In order to use rclone, you will need a client-id, the steps for which can be found on the rclone website. You will also need to either have a local install of rclone, or to be doing the setup in a Virtual Desktop.

Login to Viking and navigate to an area on your scratch folder, then load the rclone module.

$ module load rclone

Next, for the first time using rclone, you will need to configure it using the following command

$ rclone config

rclone will then ask you a number of questions, including asking for your client-id. We recommend the following answers:

  1. Action: n - new remote

  2. Name: Choose something sensible without spaces (I used gdrive)

  3. Storage: Google Drive (NB: do not select “Google Cloud Storage”)

  4. Application Client Id: See step above to create an ID

  5. Client Secret: See step above to create an ID

  6. Scope: drive.file (or drive if you want to be able to download files from Google Drive onto Viking)

  7. Enter - ID of the root folder

  8. Service account credentials: Enter to leave empty

  9. Edit advanced config: n

  10. Web browser authenticate: n (or Yes if in a Virtual Desktop)

  11. Follow the steps to authenticate locally

  12. Configure this as a Shared Drive: n

  13. y - This is okay

  14. q

You are now ready to transfer files from Viking to your Google Drive. This can be done with the following command

$ rclone copy directory_to_copy/ gdrive:viking-data

Note

  • directory_to_copy is the directory of files you wish to transfer

  • gdrive is the name you gave earlier when configuring rclone

  • viking-data is the name of the folder your files will be moved to inside your google drive

If you login into Google Drive you should see the files from directory_to_copy inside a folder named viking-data

Hint

If you see the following error message please check you are not trying to sync to a Shared Drive (previously known as Team Drives) instead. If you are trying to sync to a team drive you will need to amend question 12 to y.
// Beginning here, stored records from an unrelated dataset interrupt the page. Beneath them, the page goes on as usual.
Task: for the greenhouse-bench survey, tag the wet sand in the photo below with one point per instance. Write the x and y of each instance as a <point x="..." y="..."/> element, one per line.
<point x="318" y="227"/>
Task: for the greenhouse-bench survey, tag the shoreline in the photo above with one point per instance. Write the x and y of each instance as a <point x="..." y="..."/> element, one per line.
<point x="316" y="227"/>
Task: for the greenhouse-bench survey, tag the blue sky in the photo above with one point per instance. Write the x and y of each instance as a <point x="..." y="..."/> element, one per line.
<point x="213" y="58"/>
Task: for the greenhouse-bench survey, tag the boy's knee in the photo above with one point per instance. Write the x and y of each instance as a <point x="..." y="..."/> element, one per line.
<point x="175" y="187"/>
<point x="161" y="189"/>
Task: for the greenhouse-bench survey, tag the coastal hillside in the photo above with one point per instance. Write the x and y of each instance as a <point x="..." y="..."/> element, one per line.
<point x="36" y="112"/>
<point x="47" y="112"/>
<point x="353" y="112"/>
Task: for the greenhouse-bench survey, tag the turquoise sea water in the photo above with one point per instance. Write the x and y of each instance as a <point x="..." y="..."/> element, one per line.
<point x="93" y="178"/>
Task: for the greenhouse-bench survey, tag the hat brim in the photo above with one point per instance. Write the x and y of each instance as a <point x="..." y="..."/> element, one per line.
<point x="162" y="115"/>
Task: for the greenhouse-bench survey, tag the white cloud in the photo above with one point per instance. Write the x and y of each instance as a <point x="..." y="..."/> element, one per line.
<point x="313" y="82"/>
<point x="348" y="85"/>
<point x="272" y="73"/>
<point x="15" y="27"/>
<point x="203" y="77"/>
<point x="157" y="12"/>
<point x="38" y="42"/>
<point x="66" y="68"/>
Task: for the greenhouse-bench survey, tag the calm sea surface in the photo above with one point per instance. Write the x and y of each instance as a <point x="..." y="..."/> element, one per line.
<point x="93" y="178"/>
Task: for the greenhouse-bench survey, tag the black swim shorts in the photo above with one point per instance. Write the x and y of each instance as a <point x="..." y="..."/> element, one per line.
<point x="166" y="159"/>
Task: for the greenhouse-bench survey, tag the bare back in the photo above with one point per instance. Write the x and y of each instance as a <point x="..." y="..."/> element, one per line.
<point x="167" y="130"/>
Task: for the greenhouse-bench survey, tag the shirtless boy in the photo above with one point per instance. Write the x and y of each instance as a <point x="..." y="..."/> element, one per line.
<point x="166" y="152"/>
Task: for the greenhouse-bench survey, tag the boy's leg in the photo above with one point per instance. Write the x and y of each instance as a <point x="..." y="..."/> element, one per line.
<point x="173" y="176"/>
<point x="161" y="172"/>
2021/08/16 11:33:23 Fatal error: listing Team Drives failed: googleapi: Error 403: Insufficient Permission: Request had insufficient authentication scopes., insufficientPermissions

Dropoff service

The York DropOff Service is a web page that lets you easily and securely exchange files up to 128G with University staff and students or external people. Files are automatically deleted after 14 days and all files are transferred across the network securely encrypted.